Baseline Measure of Failed Requests for a Component Failure within a Site

The rule management module of Holmes is mainly used for user interactions, especially for the lifecycle control of the rules. Since this module is not quite frequently used, and the rule deployment is usually done manually. There are not too many requests sending to this module. Besides, all request could be re-sent once the module is recovered. Hence for this module, the request failures during the component failure could be reasonably ignored.

As for the engine management module, as it is the core module of Holmes and it is mainly responsible for alarm processing, the request loss could be considered the same as the data loss. So this will be evaluated in the next section.

Baseline of Data Loss for a Component Failure within a Site

The average start-up time of Holmes is around 20 seconds. All the estimation of the baseline will be based on such an approximation.

Because the performance of Holmes differs a lot with and without A&AI. Both scenarios should be taken into account when identifying the baseline.

Data Analysis with AAI

From the testing report provided on the Testing Results page, when AAI is involved, correlation analysis for alarms is extremely slow. Even if we take the best performance data as a reference, the data loss during the start-up of Holmes is

1.73 alarms/s * 20s = 34.5 alarms


Data Analysis without AAI

Now, let's move forward to the scenario under which AAI is not involved during the correlation analysis.

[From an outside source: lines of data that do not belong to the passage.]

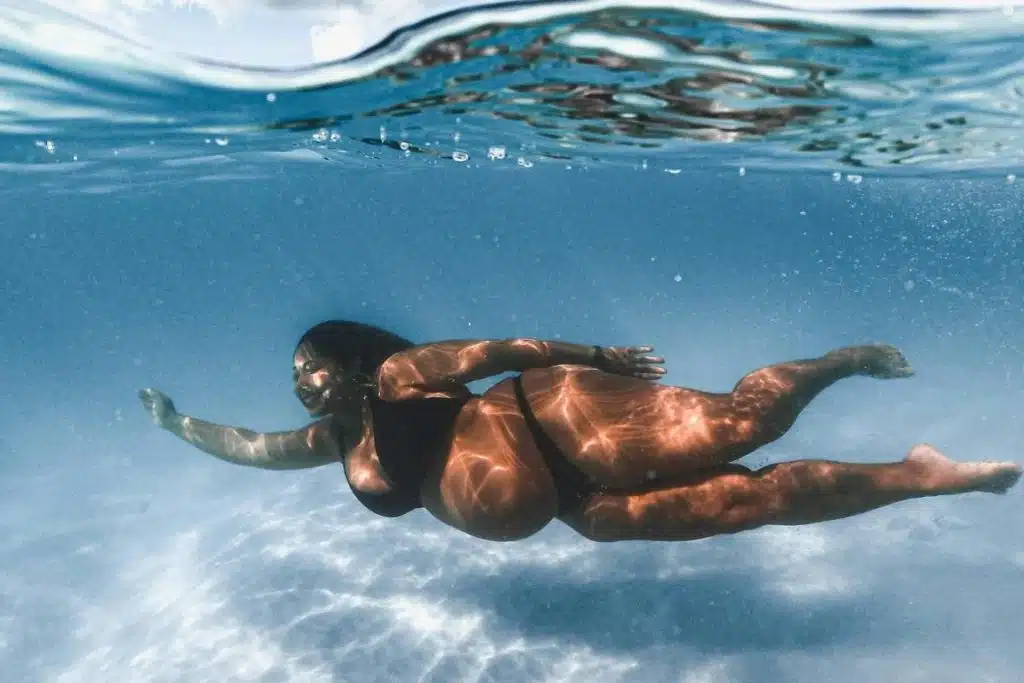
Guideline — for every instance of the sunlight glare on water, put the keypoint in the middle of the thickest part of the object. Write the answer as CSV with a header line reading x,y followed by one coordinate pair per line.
x,y
733,84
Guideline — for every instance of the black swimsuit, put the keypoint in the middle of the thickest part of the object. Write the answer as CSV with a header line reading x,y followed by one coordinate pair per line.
x,y
409,435
419,431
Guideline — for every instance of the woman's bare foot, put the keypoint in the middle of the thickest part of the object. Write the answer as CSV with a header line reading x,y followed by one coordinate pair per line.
x,y
940,474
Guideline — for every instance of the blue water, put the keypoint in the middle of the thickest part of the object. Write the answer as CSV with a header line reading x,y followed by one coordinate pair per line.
x,y
165,224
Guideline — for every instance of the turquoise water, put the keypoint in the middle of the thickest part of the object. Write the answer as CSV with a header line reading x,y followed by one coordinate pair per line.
x,y
735,183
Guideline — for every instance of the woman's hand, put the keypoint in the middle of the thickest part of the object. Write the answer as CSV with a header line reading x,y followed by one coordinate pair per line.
x,y
630,360
161,408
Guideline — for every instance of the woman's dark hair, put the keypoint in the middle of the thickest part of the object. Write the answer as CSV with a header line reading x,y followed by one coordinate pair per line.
x,y
342,340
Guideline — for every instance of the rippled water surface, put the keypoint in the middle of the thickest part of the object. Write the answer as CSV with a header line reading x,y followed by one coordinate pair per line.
x,y
739,85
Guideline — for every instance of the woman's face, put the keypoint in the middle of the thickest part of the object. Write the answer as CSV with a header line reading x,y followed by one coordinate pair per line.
x,y
316,380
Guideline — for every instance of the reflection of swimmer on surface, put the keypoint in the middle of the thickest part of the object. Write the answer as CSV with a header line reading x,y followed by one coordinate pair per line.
x,y
582,433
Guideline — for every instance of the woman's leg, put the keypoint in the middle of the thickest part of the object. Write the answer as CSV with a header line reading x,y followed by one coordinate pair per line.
x,y
626,433
733,499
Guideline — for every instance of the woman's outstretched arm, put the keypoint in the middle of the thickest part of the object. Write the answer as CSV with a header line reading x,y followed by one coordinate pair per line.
x,y
442,367
312,445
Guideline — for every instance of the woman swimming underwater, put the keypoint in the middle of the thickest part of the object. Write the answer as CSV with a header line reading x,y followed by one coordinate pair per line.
x,y
581,433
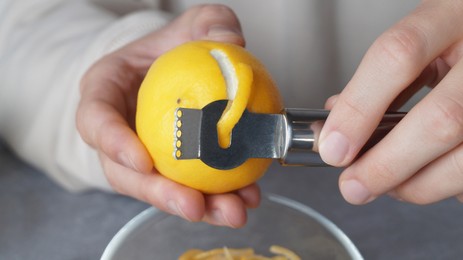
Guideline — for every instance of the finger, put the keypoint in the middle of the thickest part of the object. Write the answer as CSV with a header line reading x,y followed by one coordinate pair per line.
x,y
103,113
392,63
329,104
217,23
460,197
441,179
430,77
431,129
250,195
202,22
225,210
156,190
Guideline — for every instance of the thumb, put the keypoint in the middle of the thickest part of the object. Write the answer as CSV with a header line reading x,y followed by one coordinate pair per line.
x,y
217,23
212,22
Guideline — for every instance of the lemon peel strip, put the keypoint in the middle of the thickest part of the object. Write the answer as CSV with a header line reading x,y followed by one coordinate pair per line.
x,y
238,80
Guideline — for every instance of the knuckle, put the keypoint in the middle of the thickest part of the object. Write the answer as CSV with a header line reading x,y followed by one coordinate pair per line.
x,y
403,47
445,120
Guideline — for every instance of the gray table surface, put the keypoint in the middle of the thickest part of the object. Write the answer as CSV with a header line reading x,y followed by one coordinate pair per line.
x,y
39,220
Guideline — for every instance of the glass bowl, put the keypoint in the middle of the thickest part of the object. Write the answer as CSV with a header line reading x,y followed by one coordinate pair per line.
x,y
278,221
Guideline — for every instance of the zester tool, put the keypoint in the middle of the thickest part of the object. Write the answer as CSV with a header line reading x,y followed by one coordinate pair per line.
x,y
290,137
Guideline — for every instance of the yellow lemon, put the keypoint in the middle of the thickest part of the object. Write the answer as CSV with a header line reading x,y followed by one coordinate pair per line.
x,y
193,75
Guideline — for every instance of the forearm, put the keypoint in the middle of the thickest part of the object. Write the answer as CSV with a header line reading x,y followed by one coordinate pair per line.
x,y
44,52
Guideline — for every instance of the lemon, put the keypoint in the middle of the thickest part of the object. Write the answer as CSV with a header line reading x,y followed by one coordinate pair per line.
x,y
193,75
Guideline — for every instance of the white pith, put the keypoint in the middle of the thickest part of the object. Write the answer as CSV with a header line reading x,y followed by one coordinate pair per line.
x,y
228,72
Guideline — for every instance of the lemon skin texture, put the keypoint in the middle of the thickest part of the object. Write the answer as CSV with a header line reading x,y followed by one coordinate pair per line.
x,y
188,76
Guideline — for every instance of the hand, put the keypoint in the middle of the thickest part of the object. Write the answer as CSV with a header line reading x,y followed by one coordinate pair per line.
x,y
421,159
106,113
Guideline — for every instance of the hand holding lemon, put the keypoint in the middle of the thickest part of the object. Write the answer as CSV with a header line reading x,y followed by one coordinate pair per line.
x,y
106,120
192,76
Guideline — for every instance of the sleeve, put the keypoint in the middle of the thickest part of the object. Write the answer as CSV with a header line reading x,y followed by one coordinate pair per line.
x,y
45,48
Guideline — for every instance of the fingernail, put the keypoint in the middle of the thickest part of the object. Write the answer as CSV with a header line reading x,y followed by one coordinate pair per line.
x,y
355,193
218,218
124,159
333,149
220,30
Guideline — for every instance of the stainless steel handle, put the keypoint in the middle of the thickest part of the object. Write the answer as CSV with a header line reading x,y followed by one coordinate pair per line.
x,y
301,134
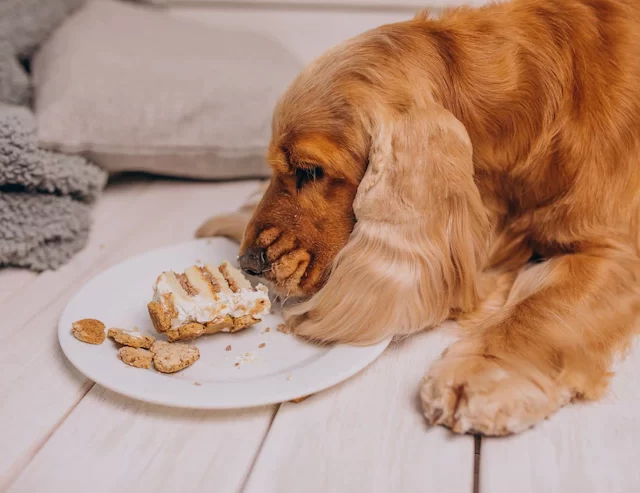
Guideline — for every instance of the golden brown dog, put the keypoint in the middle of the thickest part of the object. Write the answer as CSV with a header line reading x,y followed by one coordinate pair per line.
x,y
420,167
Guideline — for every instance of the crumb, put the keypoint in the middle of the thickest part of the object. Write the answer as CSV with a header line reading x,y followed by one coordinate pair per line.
x,y
131,338
89,330
248,357
283,328
172,357
136,357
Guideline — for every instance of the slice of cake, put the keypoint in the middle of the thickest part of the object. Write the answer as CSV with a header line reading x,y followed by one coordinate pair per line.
x,y
206,299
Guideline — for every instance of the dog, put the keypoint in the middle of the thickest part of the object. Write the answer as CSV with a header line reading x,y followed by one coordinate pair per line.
x,y
484,167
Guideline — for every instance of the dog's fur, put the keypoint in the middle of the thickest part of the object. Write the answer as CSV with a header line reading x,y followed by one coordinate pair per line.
x,y
447,154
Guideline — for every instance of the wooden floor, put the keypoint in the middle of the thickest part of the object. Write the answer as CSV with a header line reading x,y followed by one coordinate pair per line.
x,y
59,432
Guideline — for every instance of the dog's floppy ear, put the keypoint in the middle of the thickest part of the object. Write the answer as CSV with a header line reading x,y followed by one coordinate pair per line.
x,y
414,255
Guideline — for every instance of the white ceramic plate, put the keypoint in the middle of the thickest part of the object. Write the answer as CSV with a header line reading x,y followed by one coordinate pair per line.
x,y
285,368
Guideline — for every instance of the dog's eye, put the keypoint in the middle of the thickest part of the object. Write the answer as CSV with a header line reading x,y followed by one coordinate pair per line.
x,y
306,175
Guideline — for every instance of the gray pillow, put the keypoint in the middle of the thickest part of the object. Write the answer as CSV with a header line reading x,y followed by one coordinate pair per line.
x,y
134,89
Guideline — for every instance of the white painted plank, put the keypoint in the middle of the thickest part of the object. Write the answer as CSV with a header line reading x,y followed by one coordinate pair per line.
x,y
111,443
306,34
37,387
367,435
585,448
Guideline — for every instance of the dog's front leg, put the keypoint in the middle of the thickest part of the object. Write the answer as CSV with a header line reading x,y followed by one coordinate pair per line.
x,y
553,341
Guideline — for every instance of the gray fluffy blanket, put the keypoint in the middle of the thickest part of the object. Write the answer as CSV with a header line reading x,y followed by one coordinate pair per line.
x,y
45,196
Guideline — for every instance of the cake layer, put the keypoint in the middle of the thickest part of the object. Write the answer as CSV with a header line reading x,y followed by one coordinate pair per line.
x,y
204,300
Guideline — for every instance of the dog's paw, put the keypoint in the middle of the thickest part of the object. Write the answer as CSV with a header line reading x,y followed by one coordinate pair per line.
x,y
475,394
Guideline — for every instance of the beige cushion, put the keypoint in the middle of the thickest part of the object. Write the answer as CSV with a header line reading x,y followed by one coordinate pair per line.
x,y
134,89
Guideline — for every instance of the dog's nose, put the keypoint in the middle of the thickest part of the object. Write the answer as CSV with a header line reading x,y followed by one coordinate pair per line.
x,y
253,261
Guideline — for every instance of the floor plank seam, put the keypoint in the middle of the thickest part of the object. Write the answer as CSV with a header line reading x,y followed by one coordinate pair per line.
x,y
259,449
16,470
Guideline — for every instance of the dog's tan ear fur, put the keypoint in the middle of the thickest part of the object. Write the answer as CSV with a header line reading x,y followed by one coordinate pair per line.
x,y
417,247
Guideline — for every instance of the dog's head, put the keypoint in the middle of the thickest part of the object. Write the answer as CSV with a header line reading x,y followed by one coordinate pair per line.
x,y
318,155
372,207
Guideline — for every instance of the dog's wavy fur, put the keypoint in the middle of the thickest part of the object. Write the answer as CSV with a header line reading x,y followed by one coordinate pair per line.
x,y
453,151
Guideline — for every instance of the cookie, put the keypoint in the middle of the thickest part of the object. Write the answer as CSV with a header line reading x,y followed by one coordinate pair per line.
x,y
136,357
131,338
172,357
89,330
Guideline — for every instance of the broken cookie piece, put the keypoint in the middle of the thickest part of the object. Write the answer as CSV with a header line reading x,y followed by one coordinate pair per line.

According to the Testing Results, the peak rate for alarm processing is around 350 alarms per second. Based on this approximation, the data loss under such a scenario is

350 alarms/s * 20s = 7000 alarms

From the figures above, we can see that the data loss could be far beyond the acceptance of the users. So in the future, the Holmes team has to optimize the component to reduce data loss.

Here are two suggestions:

  1. Cache the AAI data and refresh them periodically so that Holmes won't have to make an HTTP call to AAI every time it tries to correlate one alarm to another.
  2. DCAE and it's inferior systems (e.g. PNFs and VNFs, etc.) provide data synchronization mechanism to ensure that components could fetch data spontaneously after they are deployed or restarted.
  • No labels

1 Comment

    1. Cache the AAI data and refresh them periodically so that Holmes won't have to make an HTTP call to AAI every time it tries to correlate one alarm to another.

    Guangrong Fu,

    The problem for caching is how to know when to update the cached data. Even though the access time may be fast for Holmes, the risk is using out-of-date data, so the correlations will be wrong anyway. Also, duplicating the AAI data outside of AAI is probably a bad architectural decision. Making AAI faster for these use cases would be better.

    Has there been a performance analysis of where the time is spent? Could it help to use ElasticSearch (e.g. as in sparky)? Should Holmes have a batch interface to get more AAI data in fewer calls? Or a better correlation API that results in fewer calls?

    Would it be worthwhile to discuss at the AAI meeting, James Forsyth?